Many of the dividend payouts are from companies run by insiders, meaning that large shareholders (typically in one family) also play a part in running the company or make up many seats on the board. So, Sheldon Adelson, the CEO and Chairman of Las Vegas Sands will get more than $1 billion from his company’s special dividend. Oracle is a large, publically traded company company, but its CEO, Larry Ellison, owns a large portion of the company and will get an estimated payment of just under $200 million from Oracle’s advanced 2013 dividend payments. The Walton family, which controls 48 percent of Walmart, could save up to $180 million on taxes because the company moved up the dividend payment from Jan. 2, 2013, to Dec. 27, 2012, according to a calculation in The New York Times (the Waltons and Ellison excluded themselves from their respective boards’ decision on dividend payouts). There’s also significant empirical evidence showing that dividend payout decisions are largely driven by the financial and tax interests of large individual shareholders, especially when it comes to one-off payouts like the ones we’re seeing now.
But here’s the thing. Stockholders are probably a minority of the population. And only a minority of that minority winds up paying taxes on stock dividends.
The IRS reports that, in 2010, of the just under 143 million individual tax returns, some 25 million reported qualified dividends that would be paid at either 15 percent or would be entirely tax free. That’s just one in six. According to data collected the Economic Policy Institute, under half of all households own any stocks, and only 21.7 percent own stock outside of retirement accounts. (Just over 80 percent of all stock, according to the same data, is held by households in the top 10 percent of income.) In other words, fewer of those who own stocks hold them in accounts that may leave them susceptible to the dividend tax; people don’t pay tax on dividends that accrue to stock in retirement accounts like 401(K)s of SEP-IRAs. As one market researcher told Marketwatch in September, ““If the bulk of your retirement funds are in tax-deferred accounts, don’t worry.”
Data from the Securities Industry and Financial Markets Association (SIFMA), shows that of the $22 trillion or so in U.S. stock, $8.14 trillion (36.6 percent by value) is held by individuals. Individuals in the top tax bracket could be seeing a jump on their dividend taxes from 15 percent to something over 40 percent, if dividend taxes return to ordinary income levels and the Bush tax cuts for high earners expire entirely. Joseph Rosenberg, who does tax research at the Tax Policy Center and Urban Institute, says that “about half of net corporate dividends are paid out primarily to individuals.”

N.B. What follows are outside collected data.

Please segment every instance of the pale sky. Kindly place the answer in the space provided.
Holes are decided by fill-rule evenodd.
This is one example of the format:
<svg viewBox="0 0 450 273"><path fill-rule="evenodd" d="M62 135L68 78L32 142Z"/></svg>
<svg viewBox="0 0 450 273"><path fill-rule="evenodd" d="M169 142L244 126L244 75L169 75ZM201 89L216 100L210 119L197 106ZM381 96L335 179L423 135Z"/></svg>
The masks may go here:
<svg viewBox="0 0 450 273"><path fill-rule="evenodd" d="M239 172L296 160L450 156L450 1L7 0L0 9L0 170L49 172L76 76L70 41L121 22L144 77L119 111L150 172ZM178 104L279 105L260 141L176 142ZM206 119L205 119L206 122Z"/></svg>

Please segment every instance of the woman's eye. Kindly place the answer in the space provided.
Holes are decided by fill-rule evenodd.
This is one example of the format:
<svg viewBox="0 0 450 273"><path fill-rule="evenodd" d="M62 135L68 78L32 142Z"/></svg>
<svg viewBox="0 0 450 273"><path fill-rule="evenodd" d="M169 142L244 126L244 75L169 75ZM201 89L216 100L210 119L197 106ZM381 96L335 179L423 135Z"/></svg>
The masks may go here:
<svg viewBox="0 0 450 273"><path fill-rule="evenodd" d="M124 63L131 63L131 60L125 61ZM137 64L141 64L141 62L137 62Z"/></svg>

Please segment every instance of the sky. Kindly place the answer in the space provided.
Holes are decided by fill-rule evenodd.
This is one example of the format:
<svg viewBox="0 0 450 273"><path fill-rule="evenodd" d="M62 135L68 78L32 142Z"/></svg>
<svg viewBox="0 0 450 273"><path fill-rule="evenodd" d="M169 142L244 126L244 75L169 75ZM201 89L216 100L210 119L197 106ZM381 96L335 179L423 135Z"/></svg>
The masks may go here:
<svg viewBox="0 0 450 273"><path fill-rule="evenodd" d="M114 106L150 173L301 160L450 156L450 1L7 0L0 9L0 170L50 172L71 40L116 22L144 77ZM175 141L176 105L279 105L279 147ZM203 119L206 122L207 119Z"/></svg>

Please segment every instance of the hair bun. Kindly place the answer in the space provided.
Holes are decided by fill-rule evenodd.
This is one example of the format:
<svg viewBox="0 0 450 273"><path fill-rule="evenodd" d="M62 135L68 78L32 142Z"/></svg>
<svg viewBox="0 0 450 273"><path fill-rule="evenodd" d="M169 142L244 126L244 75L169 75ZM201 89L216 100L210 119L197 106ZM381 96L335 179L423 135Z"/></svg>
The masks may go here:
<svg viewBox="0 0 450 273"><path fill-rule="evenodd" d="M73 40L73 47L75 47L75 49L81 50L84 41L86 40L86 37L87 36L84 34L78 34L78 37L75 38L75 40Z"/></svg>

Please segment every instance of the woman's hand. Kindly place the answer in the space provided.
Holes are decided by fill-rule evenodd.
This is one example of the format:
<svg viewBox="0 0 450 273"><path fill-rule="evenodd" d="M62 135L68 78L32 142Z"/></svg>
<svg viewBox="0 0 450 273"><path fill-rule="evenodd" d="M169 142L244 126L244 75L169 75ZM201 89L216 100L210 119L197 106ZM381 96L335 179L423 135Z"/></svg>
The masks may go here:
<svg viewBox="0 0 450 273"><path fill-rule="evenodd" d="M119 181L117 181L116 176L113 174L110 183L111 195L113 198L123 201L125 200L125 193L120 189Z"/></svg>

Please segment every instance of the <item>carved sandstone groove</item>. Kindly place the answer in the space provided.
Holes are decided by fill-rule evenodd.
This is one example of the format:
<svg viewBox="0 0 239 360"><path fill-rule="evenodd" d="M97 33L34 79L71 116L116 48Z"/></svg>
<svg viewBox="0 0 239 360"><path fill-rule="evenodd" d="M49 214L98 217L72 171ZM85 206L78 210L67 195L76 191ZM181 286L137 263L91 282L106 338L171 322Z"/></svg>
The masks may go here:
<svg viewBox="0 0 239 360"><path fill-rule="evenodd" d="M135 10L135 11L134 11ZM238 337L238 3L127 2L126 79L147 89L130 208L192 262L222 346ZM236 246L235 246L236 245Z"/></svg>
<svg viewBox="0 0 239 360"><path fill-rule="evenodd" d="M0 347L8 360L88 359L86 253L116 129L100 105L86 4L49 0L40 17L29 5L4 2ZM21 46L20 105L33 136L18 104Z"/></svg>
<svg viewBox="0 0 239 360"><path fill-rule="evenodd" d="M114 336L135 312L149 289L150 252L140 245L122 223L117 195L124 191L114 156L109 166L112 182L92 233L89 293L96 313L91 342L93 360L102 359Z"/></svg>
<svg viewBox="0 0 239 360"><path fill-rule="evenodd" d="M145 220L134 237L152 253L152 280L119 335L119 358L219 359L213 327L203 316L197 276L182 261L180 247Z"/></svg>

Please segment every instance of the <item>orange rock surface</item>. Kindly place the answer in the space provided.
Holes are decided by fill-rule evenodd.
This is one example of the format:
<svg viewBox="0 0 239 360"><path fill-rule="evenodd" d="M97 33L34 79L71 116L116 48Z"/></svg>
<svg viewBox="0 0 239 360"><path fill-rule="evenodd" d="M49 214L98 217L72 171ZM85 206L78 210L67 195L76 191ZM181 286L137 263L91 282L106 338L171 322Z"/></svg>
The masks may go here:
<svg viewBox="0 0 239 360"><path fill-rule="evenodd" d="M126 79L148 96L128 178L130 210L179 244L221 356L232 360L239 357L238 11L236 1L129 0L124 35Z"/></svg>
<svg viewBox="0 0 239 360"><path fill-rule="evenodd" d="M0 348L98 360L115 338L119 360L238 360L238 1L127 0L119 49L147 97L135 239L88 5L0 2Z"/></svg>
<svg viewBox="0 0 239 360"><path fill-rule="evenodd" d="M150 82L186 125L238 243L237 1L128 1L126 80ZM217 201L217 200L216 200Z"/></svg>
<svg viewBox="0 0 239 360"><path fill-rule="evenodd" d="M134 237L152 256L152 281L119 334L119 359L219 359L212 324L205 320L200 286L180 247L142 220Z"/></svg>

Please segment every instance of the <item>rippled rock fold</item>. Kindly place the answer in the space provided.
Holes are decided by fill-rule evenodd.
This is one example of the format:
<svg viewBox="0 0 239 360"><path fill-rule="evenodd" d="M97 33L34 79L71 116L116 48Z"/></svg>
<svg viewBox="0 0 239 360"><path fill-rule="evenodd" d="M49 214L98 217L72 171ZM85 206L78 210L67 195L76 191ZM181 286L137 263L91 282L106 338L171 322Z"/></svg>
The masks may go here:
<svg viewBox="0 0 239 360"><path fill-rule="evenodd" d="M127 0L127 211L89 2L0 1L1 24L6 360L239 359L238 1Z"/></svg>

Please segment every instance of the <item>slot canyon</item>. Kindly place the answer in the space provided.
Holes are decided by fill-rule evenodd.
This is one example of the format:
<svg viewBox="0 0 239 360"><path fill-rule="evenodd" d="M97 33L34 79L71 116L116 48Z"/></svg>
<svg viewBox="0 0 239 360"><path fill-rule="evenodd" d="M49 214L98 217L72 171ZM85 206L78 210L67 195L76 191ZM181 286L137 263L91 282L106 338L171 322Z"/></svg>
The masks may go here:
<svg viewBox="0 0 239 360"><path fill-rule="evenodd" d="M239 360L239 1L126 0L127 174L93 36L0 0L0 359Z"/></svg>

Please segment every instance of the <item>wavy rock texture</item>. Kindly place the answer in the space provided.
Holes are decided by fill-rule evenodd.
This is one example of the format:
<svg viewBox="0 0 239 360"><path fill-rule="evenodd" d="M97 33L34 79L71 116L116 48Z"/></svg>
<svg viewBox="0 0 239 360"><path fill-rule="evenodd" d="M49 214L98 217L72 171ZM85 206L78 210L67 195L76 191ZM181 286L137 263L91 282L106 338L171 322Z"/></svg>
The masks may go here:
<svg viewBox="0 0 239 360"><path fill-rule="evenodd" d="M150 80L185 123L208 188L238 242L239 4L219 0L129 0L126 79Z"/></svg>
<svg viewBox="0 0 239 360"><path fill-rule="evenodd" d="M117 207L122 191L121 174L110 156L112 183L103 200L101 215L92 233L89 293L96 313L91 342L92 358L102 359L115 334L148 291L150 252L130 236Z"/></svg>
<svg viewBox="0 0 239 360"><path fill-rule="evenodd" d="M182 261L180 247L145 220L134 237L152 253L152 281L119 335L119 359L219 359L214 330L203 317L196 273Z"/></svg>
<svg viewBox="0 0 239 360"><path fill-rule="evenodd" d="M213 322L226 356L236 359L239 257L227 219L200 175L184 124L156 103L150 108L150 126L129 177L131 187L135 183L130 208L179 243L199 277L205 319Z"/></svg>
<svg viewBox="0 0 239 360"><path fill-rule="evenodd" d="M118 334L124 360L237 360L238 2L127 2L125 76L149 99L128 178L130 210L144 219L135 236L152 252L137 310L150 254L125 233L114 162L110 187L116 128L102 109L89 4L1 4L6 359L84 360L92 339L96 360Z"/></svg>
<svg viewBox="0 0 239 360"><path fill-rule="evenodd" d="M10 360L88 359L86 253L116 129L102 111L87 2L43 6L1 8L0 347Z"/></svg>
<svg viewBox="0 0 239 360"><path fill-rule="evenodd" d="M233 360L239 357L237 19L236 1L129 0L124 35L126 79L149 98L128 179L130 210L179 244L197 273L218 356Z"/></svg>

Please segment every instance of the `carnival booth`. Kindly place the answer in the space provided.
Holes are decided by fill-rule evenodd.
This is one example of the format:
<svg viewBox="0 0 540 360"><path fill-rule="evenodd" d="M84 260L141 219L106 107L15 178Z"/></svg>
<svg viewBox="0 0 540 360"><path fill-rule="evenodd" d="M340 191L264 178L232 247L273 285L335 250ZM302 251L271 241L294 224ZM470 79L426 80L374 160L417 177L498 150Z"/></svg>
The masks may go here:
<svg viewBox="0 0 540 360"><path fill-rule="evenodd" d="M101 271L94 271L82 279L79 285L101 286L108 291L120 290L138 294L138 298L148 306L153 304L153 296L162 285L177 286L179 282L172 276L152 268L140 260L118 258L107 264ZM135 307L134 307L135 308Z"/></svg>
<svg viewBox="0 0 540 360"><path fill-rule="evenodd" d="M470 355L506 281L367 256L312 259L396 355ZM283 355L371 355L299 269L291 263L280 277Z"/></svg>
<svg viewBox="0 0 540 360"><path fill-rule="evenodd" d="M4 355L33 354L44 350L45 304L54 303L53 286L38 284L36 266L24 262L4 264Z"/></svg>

Of the rest of U.S. stocks, around 55 percent are owned by insurance companies, foreigners, state, local, and federal worker retirement funds, and pension funds. All of these entities are tax-indifferent when it comes to dividend payments. Investors in mutual funds, which own some 19.7 percent of US stocks, have to pay taxes on dividends and capital gains when they’re distributed. But some mutual funds are part of larger structures whose tax liability is limited.
If your tax-deferred retirement plan is invested in mutual funds, then the capital gains and dividends from that mutual fund investment are treated like any other tax-deferred asset: you only pay taxes on those gains at income-tax rates when you withdraw the money from the retirement account. According to the Investment Company Institute, a trade group for fund companies, as of the end of 2010, “7 percent of all mutual fund assets were held in tax-exempt funds, and 48 percent were invested in tax-deferred accounts held by households.” This year, according to ICI, of the 49.3 million households that owned mutual funds, 36.0 million owned mutual funds exclusively through those accounts. Investing may have been democratized, but special, year-end payouts are firmly upper class.